In ovo feeding of nicotinamide riboside affects broiler pectoralis major muscle development.

The objective of this study was to examine the effect of nicotinamide riboside (NR) on pectoralis major muscle (PM) development and growth. Fertilized Cobb 500 broiler eggs (N = 156; average weight of 70.3 g) were ordered by weight, and within each four egg strata, eggs were randomly assigned to treatments within a 2 × 2 factorial arrangement. Factor 1 consisted of NR treatment with eggs receiving 0 or 250 mM NR. Factor 2 consisted of injection location, with treatments injected into either the yolk sac or albumen. Eggs were incubated at a temperature of 37 °C and a relative humidity of 40 ± 2% for the first 18 d of incubation and humidity was increased to 60 ± 2 °C for the final 3 d. On day 10 of incubation, eggs were injected in their designated location with 100 µL of 0.9% sterile saline containing the assigned NR dose. Chicks were hatched, euthanized, and morphometric measurements of the body and left PM were collected. The left PM was also analyzed for muscle fiber cross-sectional area (CSA) and density. There were no treatment × location or main effects for all body morphometric measurements (P > 0.07), except chest width of chicks from eggs injected in the yolk were wider (P = 0.01) than chicks from eggs injected in the albumen.
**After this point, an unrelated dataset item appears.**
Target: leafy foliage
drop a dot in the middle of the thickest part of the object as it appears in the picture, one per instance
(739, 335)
There were only treatment × location interactions for PM weight and length (P < 0.01). When NR was injected into the albumen, PM weight did not differ (P = 0.09); however, when NR was injected into the yolk sac, PM weight increased (P < 0.01). When NR was injected into both locations, PM length increased (P < 0.01), but increased to a greater extent when NR was injected into the yolk sac. There were treatment main effects for PM width and depth (P < 0.01), with NR injected chicks having PM with greater width and depth. There were no treatment × location or main effects for PM fiber CSA (P > 0.06). There was a treatment × location interaction (P < 0.01) for fiber density. When NR was injected into the albumen, fiber density did not differ (P = 0.09); however, when NR was injected into the yolk sac, fiber density increased (P < 0.01). Injecting NR into the yolk sac of the developing embryo at day 10 of incubation increased PM development which was due to an increase in muscle density.